Si tratta di un mestiere pericoloso anche se negli ultimi anni chi richiede la licenza non ha mai avuto bisogno di sparare.
Non importa se l’azienda per cui lavora è della moglie, né se negli ultimi anni non si sia mai trovato in situazioni in cui fosse richiesto l’uso delle armi. Se dal 1990 un investigatore privato detiene legittimamente un’arma, l’amministrazione non può revocargliela senza che si sia verificato qualche fatto grave. Perché “l’attività di investigatore privato per sua natura può esporre chi la esercita a situazioni di pericolo, anche perché spesso deve agire in modo clandestino per acquisire informazioni da parte di chi non desidera certo favorire la raccolta di notizie che riguardino la sua vita”. Lo ha stabilito il Tar dell’Emilia Romagna annullando così la decisione della prefettura di Rimini che la scorsa primavera aveva rigettato la richiesta di rinnovo del porto d’armi di un investigatore privato.

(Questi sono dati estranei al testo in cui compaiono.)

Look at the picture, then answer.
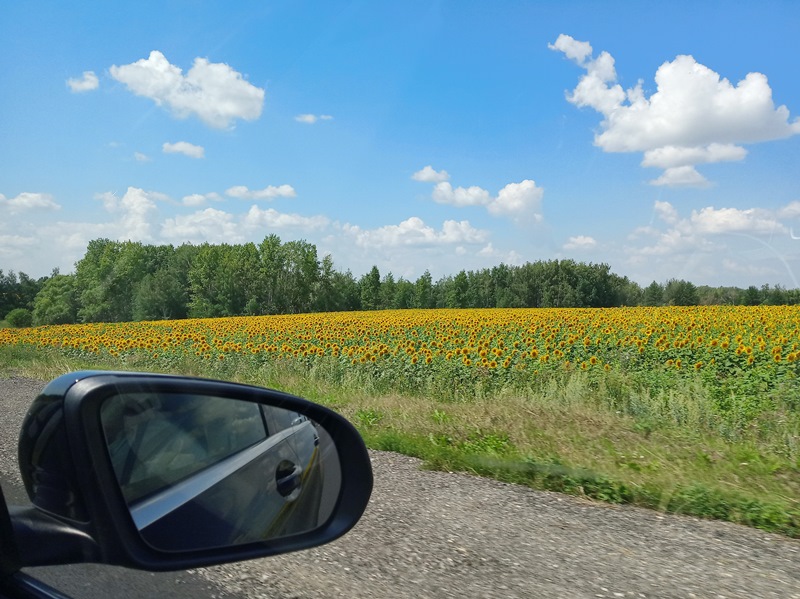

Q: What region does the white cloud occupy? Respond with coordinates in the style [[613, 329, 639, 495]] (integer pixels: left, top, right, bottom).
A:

Il tribunale amministrativo concorda con il ricorrente nel riconoscere che “la continuità nell’esercizio dell’attività di investigatore privato, le caratteristiche, le peculiarità e le modalità di svolgimento della medesima accrescono, con il trascorrere degli anni, le ragioni di permanenza dei requisiti”. E non importa che negli ultimi tempi l’uomo non si sia mai trovato in situazioni in cui fosse richiesto l’uso dell’arma: “il rischio connesso a certe attività è sempre un pericolo di natura astratta che non viene meno solo per il fatto che nel corso di un lungo lasso di tempo non si sia verificato alcun episodio che confermi l’esistenza di un pericolo”. Il tribunale chiude affermando di conoscere “gli orientamenti ministeriali che invitano gli organi periferici a essere molto severi nell’autorizzare il porto d’armi soprattutto per difesa personale, ma ciò non può giustificare un improvviso mutamento di valutazione non motivato da nessun elemento esterno”.